- Microscopic cracks are found in six control rod tunnels at a reactor
- The unit will be offline for an extra 47 days, a nuclear regulator says
- It comes just days after two other reactors were shut down over a parts scandal
- A nuclear expert says he is "very concerned" about the risk of winter power shortages
Tiny cracks have been found in tunnels at a nuclear plant in South Korea, increasing concerns about nuclear safety in the country following a recent scandal involving the use of unverified parts.
The reactor where the cracks were found will remain offline for weeks as regulators investigate the problem, putting extra strain on South Korea's already stretched power supply going into the winter months.
The utility Korean Hydro & Nuclear Power Co. (KHNP) said it detected microscopic cracks in six control rod tunnels at Unit 3 of its Yonggwang nuclear plant in the southwest of the country. Control rods are used to regulate the speed of nuclear reactions taking place inside reactors.
"The cracks are not serious and there is no risk of radiation leakage," said Jang Yong-jin, head of the mechanics department at KHNP.
The problem was discovered while the reactor was switched off for a regular 36-day maintenance period. But it will now stay out of service for a further 47 days as inspectors seek to determine the cause of the cracks, the South Korean Nuclear Safety and Security Commission said.
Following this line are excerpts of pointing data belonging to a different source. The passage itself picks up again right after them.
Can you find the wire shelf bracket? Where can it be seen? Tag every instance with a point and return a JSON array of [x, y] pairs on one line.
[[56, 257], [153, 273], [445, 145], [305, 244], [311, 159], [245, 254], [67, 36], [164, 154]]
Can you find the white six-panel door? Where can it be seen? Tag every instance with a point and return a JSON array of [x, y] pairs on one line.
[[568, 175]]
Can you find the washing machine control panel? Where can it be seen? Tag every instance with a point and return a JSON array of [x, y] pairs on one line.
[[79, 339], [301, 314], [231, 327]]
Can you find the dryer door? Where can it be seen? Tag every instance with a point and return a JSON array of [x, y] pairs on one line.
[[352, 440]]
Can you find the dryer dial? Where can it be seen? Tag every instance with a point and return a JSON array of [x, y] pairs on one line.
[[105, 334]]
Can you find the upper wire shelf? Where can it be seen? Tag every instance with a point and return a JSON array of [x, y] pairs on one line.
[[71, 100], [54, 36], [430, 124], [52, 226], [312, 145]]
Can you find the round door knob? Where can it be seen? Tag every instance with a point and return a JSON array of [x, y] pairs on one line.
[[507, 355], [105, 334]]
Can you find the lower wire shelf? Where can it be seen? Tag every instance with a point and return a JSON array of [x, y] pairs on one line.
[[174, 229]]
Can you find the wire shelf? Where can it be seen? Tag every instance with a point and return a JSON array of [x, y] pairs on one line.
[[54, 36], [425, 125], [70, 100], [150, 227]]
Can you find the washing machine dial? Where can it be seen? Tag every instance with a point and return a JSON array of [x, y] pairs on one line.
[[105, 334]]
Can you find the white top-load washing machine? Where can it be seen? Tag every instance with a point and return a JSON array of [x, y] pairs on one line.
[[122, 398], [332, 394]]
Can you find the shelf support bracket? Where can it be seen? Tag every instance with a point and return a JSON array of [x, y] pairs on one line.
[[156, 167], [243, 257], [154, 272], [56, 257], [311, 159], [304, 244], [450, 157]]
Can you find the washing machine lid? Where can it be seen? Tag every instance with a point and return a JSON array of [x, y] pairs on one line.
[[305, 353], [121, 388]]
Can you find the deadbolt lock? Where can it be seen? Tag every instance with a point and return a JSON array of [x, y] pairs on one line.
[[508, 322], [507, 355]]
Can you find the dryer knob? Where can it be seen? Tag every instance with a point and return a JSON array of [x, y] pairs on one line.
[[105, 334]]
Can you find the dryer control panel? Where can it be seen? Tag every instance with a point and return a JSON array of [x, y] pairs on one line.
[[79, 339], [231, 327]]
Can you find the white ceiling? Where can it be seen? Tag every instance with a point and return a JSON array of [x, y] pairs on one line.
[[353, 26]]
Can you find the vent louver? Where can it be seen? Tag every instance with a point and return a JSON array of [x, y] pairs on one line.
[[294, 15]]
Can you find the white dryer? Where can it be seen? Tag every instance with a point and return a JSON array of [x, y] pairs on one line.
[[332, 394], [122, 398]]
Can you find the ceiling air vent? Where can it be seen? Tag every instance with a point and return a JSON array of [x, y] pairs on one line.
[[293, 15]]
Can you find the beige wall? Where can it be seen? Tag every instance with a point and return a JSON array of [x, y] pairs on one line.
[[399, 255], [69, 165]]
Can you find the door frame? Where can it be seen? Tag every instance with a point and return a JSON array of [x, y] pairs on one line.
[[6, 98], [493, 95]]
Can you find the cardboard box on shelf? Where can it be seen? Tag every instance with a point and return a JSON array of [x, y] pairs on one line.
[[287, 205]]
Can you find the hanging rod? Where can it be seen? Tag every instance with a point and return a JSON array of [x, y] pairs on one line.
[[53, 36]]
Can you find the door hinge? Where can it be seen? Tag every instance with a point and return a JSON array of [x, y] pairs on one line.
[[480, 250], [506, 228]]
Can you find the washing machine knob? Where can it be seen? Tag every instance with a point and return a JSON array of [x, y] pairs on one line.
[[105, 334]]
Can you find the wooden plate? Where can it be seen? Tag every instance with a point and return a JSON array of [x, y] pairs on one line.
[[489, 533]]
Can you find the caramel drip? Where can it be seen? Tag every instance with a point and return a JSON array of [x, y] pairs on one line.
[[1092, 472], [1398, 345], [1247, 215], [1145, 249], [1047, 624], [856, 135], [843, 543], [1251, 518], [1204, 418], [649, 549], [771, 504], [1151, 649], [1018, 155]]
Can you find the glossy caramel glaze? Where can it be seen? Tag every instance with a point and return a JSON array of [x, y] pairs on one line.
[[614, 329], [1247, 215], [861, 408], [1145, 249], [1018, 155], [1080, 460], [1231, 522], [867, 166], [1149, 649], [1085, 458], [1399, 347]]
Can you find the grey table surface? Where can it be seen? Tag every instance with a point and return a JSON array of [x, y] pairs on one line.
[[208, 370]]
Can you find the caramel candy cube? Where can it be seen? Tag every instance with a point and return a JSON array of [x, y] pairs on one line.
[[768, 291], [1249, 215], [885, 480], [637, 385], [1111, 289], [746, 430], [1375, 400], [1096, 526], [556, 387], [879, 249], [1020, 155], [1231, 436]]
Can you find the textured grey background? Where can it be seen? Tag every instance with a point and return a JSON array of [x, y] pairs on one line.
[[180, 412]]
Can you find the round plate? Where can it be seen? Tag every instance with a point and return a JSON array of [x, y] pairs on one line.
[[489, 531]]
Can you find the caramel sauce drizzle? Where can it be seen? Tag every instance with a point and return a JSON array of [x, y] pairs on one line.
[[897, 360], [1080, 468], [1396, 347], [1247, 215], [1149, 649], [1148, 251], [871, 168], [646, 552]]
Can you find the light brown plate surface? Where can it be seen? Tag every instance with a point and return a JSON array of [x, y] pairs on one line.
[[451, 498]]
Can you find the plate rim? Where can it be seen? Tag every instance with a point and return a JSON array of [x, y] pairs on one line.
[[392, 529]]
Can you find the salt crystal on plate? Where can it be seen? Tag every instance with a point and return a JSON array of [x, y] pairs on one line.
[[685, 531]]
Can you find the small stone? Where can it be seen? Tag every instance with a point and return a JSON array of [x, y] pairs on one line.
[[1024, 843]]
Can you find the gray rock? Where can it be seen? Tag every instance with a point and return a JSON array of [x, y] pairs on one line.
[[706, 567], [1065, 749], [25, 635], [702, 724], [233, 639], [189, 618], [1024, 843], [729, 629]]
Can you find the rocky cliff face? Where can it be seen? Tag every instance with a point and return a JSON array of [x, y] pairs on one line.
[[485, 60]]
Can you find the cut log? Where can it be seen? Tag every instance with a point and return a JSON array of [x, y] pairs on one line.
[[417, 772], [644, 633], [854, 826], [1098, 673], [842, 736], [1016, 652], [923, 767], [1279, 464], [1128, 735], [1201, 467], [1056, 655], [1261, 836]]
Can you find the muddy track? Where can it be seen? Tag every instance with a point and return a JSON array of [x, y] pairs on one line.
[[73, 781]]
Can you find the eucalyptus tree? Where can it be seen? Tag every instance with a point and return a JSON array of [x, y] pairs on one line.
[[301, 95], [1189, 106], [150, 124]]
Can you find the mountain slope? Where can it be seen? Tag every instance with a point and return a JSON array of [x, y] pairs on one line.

That deprives the national power grid of another source after operations were halted this month at two other reactors at the same complex to replace thousands of parts that were supplied with forged quality certificates.
Authorities warned at the time that halting those two reactors, Units 5 and 6, may result in "an unprecedented level" of strain on the nation's power supply. They account for about 5% of South Korea's total supply, according to the government.
Now, the situation appears even bleaker.
"Winter here is brutal, and I am now very concerned that the unexpected shutdowns of three nuclear units will cause power shortages," said Huh Kyun-young, a nuclear engineering professor at Kyung Hee University.
Experts have been warning about insufficient power supplies in South Korea for years, according to Huh.
"I just bought an oil heater because I have kids in my home," he said.
It remains unclear how much power supply will be affected by the extended shutdown of Unit 3, said Jang of KHNP.
"Relevant departments are mapping contingency plans," he said.
The cracks themselves are not a serious issue and have been found at reactors in such other countries as the United States and Japan, said Jae Moo-sung, a professor in the nuclear engineering department of Hanyang University.
But Jae warned that the news could hurt South Korea's efforts to export its nuclear power technology to other countries.
The problems at the South Korean reactors come amid increased scrutiny of nuclear power worldwide following the crisis at the Fukushima Daiichi nuclear plant in Japan during the aftermath of the earthquake and tsunami that hit the country in March 2011.